泣きゲー
泣きゲー――そう呼ばれるゲームがある。
可愛らしい絵柄に、甘酸っぱい恋愛模様。
始まりは、そんな俗にいうギャルゲーや恋愛ゲーム、アダルトゲームと大差なかった。
けれど、物語が進むにつれてその仮面は剥がれていく。
明るく無邪気に笑っていたヒロインが、ある日ふと、空を見て泣く。
「なんでもないよ」って、強がるように微笑む。
過去の傷、家族との確執、自分を否定するほどの罪――
その全てに、プレイヤーは真正面から向き合わされる。
心がちぎれそうになる。
プレイヤーとしても、人としても、ただの恋愛ゲームだなんて笑えなくなる。
泣きゲーはそんな物語や登場人物への共感を引き起こす作劇を意図的に用いてプレイヤーの心を揺さぶり、物理的に涙を流させることを売りにした作品だ。

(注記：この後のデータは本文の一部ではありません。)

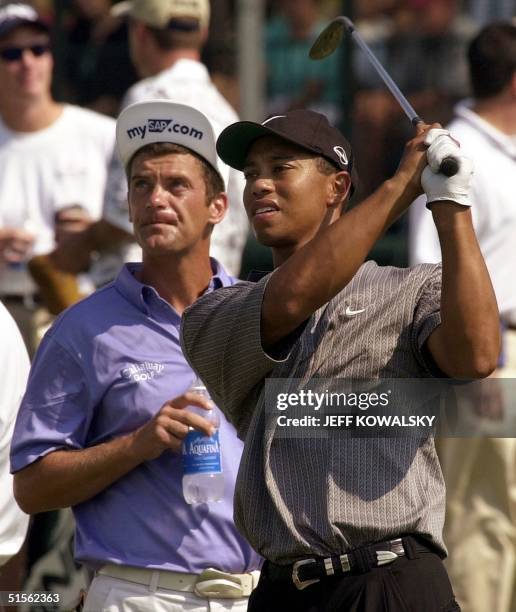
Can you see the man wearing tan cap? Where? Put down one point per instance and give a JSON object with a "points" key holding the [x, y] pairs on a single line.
{"points": [[166, 38]]}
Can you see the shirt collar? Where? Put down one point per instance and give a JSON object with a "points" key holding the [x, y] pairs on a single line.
{"points": [[255, 275], [139, 294], [503, 141]]}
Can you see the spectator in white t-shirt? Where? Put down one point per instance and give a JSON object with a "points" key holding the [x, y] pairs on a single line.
{"points": [[53, 160], [480, 473], [14, 365]]}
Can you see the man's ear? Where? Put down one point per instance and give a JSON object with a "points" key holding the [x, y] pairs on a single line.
{"points": [[129, 206], [340, 187], [513, 84], [218, 208]]}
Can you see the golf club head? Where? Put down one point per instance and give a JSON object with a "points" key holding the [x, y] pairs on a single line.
{"points": [[328, 40]]}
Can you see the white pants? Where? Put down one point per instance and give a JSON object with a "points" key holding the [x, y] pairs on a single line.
{"points": [[108, 594]]}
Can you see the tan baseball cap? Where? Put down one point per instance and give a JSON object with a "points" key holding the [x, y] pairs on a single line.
{"points": [[159, 13]]}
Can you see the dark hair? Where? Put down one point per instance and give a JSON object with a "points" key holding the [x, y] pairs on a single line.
{"points": [[212, 180], [182, 34], [492, 59]]}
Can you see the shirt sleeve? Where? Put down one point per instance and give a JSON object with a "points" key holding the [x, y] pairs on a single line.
{"points": [[56, 409], [221, 339], [14, 362], [427, 316]]}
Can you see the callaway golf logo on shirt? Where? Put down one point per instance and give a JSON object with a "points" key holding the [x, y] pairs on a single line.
{"points": [[159, 126], [145, 370]]}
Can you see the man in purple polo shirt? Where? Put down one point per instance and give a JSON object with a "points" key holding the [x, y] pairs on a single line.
{"points": [[98, 429]]}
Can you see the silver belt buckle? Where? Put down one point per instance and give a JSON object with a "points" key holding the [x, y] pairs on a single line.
{"points": [[302, 584]]}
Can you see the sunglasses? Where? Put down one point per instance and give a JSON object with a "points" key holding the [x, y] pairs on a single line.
{"points": [[14, 54]]}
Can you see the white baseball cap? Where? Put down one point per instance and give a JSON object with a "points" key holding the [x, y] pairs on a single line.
{"points": [[152, 121], [159, 13]]}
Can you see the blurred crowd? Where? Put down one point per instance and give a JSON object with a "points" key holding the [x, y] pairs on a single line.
{"points": [[422, 44]]}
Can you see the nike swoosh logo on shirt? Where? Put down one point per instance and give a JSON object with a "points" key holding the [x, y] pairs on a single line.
{"points": [[352, 313]]}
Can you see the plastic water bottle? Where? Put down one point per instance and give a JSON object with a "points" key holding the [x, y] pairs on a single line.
{"points": [[203, 480]]}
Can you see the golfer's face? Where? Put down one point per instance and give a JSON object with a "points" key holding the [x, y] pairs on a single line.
{"points": [[167, 203], [26, 69], [285, 194]]}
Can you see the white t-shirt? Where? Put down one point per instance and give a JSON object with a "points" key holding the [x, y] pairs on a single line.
{"points": [[186, 82], [14, 365], [494, 205], [42, 172]]}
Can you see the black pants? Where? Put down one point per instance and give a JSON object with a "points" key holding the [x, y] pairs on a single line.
{"points": [[419, 584]]}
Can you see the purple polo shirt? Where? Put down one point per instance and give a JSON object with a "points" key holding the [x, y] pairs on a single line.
{"points": [[105, 368]]}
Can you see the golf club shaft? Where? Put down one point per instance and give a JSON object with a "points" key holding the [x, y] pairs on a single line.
{"points": [[449, 165]]}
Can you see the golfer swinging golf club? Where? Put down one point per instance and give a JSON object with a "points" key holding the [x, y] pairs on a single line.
{"points": [[344, 523]]}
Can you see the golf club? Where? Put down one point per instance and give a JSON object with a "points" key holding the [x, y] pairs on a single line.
{"points": [[329, 39]]}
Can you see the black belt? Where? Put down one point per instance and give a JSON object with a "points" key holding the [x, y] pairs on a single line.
{"points": [[360, 560]]}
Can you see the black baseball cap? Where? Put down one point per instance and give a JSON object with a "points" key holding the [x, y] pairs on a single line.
{"points": [[14, 15], [305, 128]]}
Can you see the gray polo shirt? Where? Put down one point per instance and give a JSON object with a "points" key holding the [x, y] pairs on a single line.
{"points": [[297, 497]]}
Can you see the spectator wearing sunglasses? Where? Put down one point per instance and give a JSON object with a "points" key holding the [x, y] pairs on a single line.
{"points": [[53, 161]]}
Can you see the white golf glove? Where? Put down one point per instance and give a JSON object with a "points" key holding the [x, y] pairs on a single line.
{"points": [[437, 186], [440, 145]]}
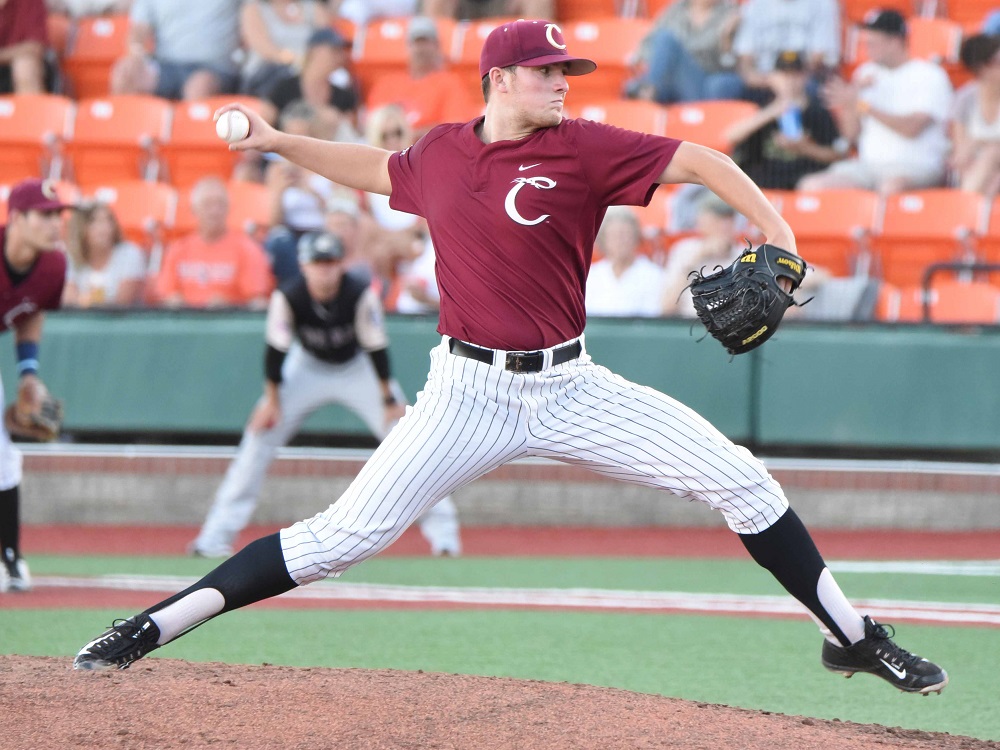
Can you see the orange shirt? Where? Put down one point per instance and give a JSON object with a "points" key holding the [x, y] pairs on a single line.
{"points": [[441, 96], [233, 270]]}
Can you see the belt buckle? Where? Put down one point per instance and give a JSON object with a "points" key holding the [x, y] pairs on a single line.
{"points": [[521, 361]]}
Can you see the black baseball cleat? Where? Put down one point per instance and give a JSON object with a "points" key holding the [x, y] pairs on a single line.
{"points": [[126, 641], [878, 655]]}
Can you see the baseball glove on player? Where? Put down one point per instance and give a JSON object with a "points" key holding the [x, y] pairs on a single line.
{"points": [[742, 305], [35, 414]]}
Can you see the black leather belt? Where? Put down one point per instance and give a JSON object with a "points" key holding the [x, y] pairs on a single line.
{"points": [[516, 361]]}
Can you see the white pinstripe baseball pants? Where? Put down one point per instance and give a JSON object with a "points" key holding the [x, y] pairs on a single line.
{"points": [[472, 417]]}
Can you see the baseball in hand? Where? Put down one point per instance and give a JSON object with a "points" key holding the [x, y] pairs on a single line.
{"points": [[232, 126]]}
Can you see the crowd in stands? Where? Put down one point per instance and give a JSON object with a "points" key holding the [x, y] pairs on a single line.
{"points": [[824, 103]]}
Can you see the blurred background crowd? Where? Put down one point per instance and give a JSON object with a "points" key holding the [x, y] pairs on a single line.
{"points": [[873, 126]]}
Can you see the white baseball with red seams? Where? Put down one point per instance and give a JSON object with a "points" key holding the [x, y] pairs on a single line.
{"points": [[232, 126]]}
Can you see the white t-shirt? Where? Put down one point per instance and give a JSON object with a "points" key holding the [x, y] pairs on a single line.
{"points": [[915, 86], [636, 292], [127, 263]]}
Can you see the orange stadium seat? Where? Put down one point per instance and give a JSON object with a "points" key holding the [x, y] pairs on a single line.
{"points": [[706, 122], [193, 150], [116, 138], [832, 226], [91, 51], [924, 227], [144, 209], [610, 42], [644, 116], [32, 128], [381, 47]]}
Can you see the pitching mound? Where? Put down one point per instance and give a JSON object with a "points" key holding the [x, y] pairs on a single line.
{"points": [[168, 704]]}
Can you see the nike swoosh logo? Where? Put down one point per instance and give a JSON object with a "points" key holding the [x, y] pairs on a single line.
{"points": [[900, 673]]}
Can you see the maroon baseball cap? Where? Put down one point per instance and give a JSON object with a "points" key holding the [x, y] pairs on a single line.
{"points": [[531, 44], [34, 195]]}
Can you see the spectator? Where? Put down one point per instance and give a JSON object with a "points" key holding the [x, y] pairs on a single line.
{"points": [[895, 108], [24, 39], [687, 56], [791, 136], [84, 8], [394, 237], [214, 266], [624, 282], [182, 49], [975, 132], [324, 82], [105, 269], [298, 196], [714, 244], [275, 34], [468, 9], [769, 27], [428, 92]]}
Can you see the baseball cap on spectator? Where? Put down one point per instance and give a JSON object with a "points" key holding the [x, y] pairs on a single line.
{"points": [[421, 27], [318, 247], [34, 195], [886, 21], [531, 44], [329, 36], [790, 60]]}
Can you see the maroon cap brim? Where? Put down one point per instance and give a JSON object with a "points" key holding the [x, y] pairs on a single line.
{"points": [[578, 66]]}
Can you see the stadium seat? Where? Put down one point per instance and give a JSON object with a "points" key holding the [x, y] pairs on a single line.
{"points": [[924, 227], [249, 210], [706, 122], [610, 42], [644, 116], [832, 226], [193, 150], [380, 46], [115, 138], [94, 45], [144, 209], [32, 128]]}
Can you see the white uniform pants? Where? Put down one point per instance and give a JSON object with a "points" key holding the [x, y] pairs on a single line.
{"points": [[307, 384], [472, 417]]}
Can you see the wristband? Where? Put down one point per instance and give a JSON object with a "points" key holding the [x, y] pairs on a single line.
{"points": [[27, 358]]}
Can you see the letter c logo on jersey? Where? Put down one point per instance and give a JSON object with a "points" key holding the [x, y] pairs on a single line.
{"points": [[539, 183]]}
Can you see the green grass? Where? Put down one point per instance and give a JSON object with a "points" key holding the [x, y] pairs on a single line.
{"points": [[749, 662]]}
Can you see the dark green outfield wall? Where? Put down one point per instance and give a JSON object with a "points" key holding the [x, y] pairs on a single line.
{"points": [[811, 386]]}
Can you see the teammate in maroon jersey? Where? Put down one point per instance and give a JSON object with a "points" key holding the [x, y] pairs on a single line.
{"points": [[31, 281], [513, 201]]}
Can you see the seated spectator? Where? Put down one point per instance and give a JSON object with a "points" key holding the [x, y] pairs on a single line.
{"points": [[472, 9], [393, 237], [298, 196], [428, 92], [624, 282], [84, 8], [24, 39], [687, 55], [323, 82], [975, 132], [769, 27], [182, 49], [895, 108], [715, 243], [105, 270], [214, 266], [789, 137], [275, 34]]}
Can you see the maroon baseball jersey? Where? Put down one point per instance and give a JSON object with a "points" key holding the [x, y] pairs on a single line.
{"points": [[40, 290], [513, 223]]}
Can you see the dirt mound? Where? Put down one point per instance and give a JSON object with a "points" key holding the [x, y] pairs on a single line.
{"points": [[168, 704]]}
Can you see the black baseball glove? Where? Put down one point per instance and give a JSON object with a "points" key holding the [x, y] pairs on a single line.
{"points": [[743, 304]]}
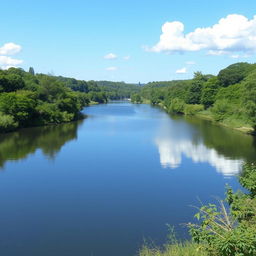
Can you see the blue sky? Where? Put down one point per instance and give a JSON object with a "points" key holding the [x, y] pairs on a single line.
{"points": [[71, 38]]}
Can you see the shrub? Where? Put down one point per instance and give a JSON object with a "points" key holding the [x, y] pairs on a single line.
{"points": [[177, 106], [7, 123], [191, 109], [230, 233]]}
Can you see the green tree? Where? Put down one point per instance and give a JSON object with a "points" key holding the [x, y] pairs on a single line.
{"points": [[234, 73], [209, 92], [31, 71]]}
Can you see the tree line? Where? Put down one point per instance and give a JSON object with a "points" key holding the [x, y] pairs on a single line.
{"points": [[229, 97], [30, 99]]}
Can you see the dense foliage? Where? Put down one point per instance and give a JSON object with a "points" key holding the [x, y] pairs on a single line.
{"points": [[230, 233], [229, 97], [28, 99]]}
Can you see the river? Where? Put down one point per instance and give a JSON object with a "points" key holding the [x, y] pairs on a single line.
{"points": [[103, 185]]}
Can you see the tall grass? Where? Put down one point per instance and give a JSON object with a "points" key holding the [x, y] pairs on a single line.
{"points": [[178, 249]]}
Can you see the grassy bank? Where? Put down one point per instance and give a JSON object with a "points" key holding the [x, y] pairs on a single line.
{"points": [[178, 249]]}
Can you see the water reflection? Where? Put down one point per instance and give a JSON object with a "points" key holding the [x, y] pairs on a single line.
{"points": [[223, 149], [50, 139]]}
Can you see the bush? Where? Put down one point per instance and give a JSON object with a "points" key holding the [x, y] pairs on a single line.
{"points": [[230, 233], [7, 123], [191, 109], [220, 109], [177, 106]]}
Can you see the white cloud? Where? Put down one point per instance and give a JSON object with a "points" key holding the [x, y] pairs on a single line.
{"points": [[232, 34], [190, 63], [110, 56], [7, 62], [171, 152], [10, 49], [181, 71], [111, 68]]}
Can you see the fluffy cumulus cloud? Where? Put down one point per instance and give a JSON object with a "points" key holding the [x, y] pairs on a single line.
{"points": [[111, 68], [110, 56], [181, 71], [190, 62], [231, 35], [6, 61], [127, 57], [10, 49]]}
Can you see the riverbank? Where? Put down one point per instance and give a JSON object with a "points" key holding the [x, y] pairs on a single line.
{"points": [[178, 249], [231, 123]]}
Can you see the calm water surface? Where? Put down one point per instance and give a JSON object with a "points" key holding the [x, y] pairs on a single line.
{"points": [[100, 186]]}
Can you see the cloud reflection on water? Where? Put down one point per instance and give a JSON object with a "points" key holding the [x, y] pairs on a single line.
{"points": [[173, 144]]}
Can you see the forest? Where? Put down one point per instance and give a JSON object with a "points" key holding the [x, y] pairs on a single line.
{"points": [[29, 99], [228, 98]]}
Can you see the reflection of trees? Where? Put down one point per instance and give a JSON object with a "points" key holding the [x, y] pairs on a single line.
{"points": [[50, 139], [225, 141], [201, 141]]}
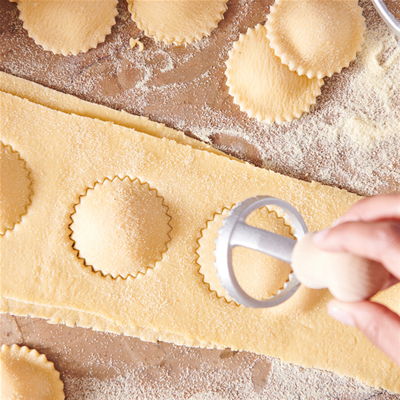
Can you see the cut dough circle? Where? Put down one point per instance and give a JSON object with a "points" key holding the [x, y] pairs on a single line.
{"points": [[68, 26], [177, 21], [314, 37], [15, 189], [121, 227], [26, 374], [262, 86], [259, 275]]}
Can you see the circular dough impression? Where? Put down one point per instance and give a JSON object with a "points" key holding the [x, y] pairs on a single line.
{"points": [[314, 37], [120, 227], [68, 26], [259, 275], [177, 21], [25, 374], [15, 189], [262, 86]]}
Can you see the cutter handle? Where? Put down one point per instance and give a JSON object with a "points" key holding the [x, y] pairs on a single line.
{"points": [[348, 277]]}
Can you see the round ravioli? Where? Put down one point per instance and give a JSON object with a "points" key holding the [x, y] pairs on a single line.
{"points": [[177, 21], [26, 374], [259, 275], [316, 37], [68, 26], [120, 227], [262, 86], [15, 189]]}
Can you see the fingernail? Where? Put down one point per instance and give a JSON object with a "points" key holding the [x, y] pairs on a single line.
{"points": [[341, 315], [319, 236]]}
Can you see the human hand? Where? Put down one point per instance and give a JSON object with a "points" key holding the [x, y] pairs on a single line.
{"points": [[371, 229]]}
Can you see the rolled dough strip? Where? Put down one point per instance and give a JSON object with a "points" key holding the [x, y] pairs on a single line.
{"points": [[171, 297], [72, 105]]}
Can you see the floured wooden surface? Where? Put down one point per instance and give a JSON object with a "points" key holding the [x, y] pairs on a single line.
{"points": [[98, 365], [185, 88]]}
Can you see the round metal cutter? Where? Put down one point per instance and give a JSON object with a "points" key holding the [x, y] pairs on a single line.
{"points": [[235, 232]]}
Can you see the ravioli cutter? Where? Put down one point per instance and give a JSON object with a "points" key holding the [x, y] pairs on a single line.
{"points": [[349, 278], [388, 17]]}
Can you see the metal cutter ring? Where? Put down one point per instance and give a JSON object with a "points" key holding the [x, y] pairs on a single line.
{"points": [[235, 232]]}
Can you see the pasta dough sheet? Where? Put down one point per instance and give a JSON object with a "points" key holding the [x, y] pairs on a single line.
{"points": [[72, 105], [67, 154]]}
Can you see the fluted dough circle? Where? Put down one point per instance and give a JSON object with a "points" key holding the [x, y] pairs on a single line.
{"points": [[26, 374], [177, 21], [314, 37], [262, 86], [15, 189], [120, 227], [259, 275], [68, 26]]}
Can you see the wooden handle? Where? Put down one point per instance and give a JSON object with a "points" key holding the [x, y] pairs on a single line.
{"points": [[348, 277]]}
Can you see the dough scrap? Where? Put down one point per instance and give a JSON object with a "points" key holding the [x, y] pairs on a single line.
{"points": [[26, 374], [177, 21], [68, 26], [120, 227], [262, 86], [171, 298], [259, 275], [16, 189], [316, 38]]}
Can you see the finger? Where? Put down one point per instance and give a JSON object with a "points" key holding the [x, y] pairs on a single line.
{"points": [[378, 241], [374, 208], [392, 280], [379, 324]]}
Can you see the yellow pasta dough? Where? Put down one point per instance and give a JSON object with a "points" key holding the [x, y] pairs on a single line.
{"points": [[15, 186], [68, 26], [26, 374], [262, 86], [316, 37], [120, 227], [170, 297], [177, 21], [259, 275]]}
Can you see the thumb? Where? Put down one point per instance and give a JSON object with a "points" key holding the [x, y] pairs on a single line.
{"points": [[379, 324]]}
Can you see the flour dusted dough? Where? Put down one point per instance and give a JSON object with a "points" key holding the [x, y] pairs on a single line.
{"points": [[120, 227], [259, 275], [262, 86], [177, 21], [171, 297], [26, 374], [72, 105], [314, 37], [68, 26], [15, 186]]}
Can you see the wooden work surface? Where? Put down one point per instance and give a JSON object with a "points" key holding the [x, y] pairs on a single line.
{"points": [[185, 88]]}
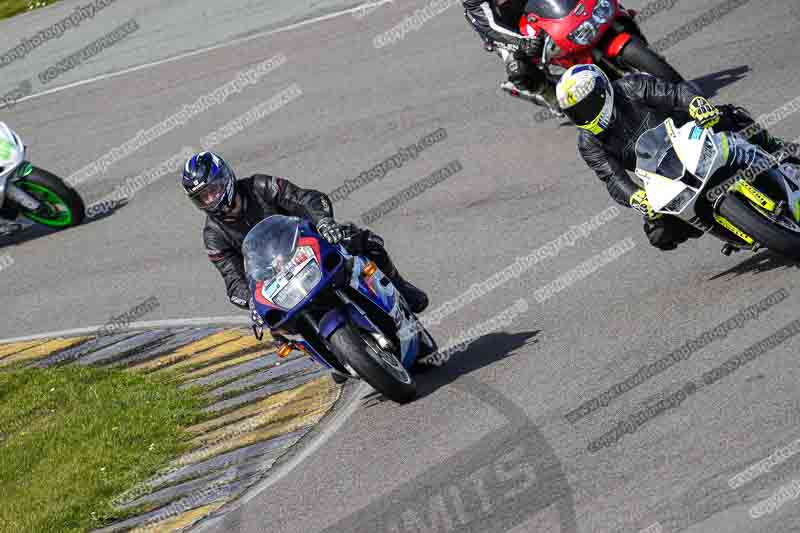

それは心身共に深く結ばれた男女が残酷な運命に翻弄されるような筋立ての恋愛作品を指すことが多く、ゲーム市場のうち人気を博しているジャンルの一つでもある。
『君と泣きたい夏』は、その中でも異質だった。
全てのルートが“重い”わけじゃない。
けれど、誰かを救えば、誰かが壊れる。
そんな設計になっていた。
真っ直ぐで優しい“主人公”は、すべてを救おうとした。もちろん、プレイヤーである人間もそう思っただろう。
でも現実は、そんなに都合よくできていない。
だからこそ――最後に選ばれたたった一人のヒロインだけが、
“生きていてよかった”と言って、物語は幕を下ろす。
美しかった。綺麗だった。感動した。
でも、残酷だった。
そして――俺は今、その世界にいる。
「……逢坂くん、部活どうするか決めた?」
教室の前のほうで、ひときわ明るい声が聞こえた。
その中心にいるのは、整った顔立ちに、自然体の笑みを浮かべる少年――
逢坂遥。
『君と泣きたい夏』の、主人公だ。
ああ、そうだ。
そうだった。
“二年生編”で始まるゲームだけど、遡れば彼らの出会いは一年生の春。
俺が今いるのは、まさにその“プロローグ”の季節。
まだ物語が始まってもいない、けれど――全ての運命が始まる地点。
クラスの中心で笑い、ヒロインたちに自然に声をかけられる存在。
その姿は、画面越しに何度も見た。
――羨ましいと思ったこともあった。
でも今は、それよりも先に、俺の名前が呼ばれる。
「月嶋くん、黒板消してー!」
「はーい、はーい」
自動的に返事をして立ち上がる。
反射的な動作。なんの意味もない日常のひとコマ。……というよりブラックな会社で磨かれた社畜魂が働いたような気がしなくもないが……まあ、それはいい。
月嶋凪。
ゲーム中、ただ一人――“主人公の隣”にいるモブ男子。
軽口を叩き、ツッコミを入れ、時におちゃらけて場を和ませる。物語を繋げるための舞台装置の一つ。
けれど、ヒロインたちの物語には一切関わらない。
彼女たちの涙も苦悩も、救うことはない。関わることもない。救う力がなかったのか、救う覚悟がなかったのか、それともまた別の理由か……。
ただ傍らにいて、何も知らぬふりをしていた。
けれど――プレイヤーだった俺は知っている。
彼だけが。
全てのヒロインを、俯瞰して見ていた当事者であり、“傍観者”だったことを。
そう。俺は、主人公じゃない。
ヒロインたちも、俺を好きにはならない。
俺のルートなんて、存在しない。
……でも。
俺は、知っている。
誰が、いつ、何に絶望するのか。
何が起きれば、彼女たちが壊れ、死に、二度と笑わなくなるのか。
トリガーとなる出来事、関係の破綻、タイミング、言葉。
プレイヤーとして幾度となく見てきた、あの地獄。
ならもし、俺がそれを先回りして潰していけたとしたら――
「……止められるかもしれない」
教室の喧騒のなか、小さく呟いたその声は、誰にも届かない。
でもそれでいい。
これは俺の、俺だけの戦いだ。
俺がやるしかない。
俺しか出来ない。
俺が頑張らなくちゃ。
俺が助けなくちゃ。
俺が助けれないなら傍観者どころではない。ただの見殺し、なのだから。
ゲームの主人公ではなく、
恋愛対象でもなく、
それでも――
この物語の“真の傍観者”として、俺がやるしかない。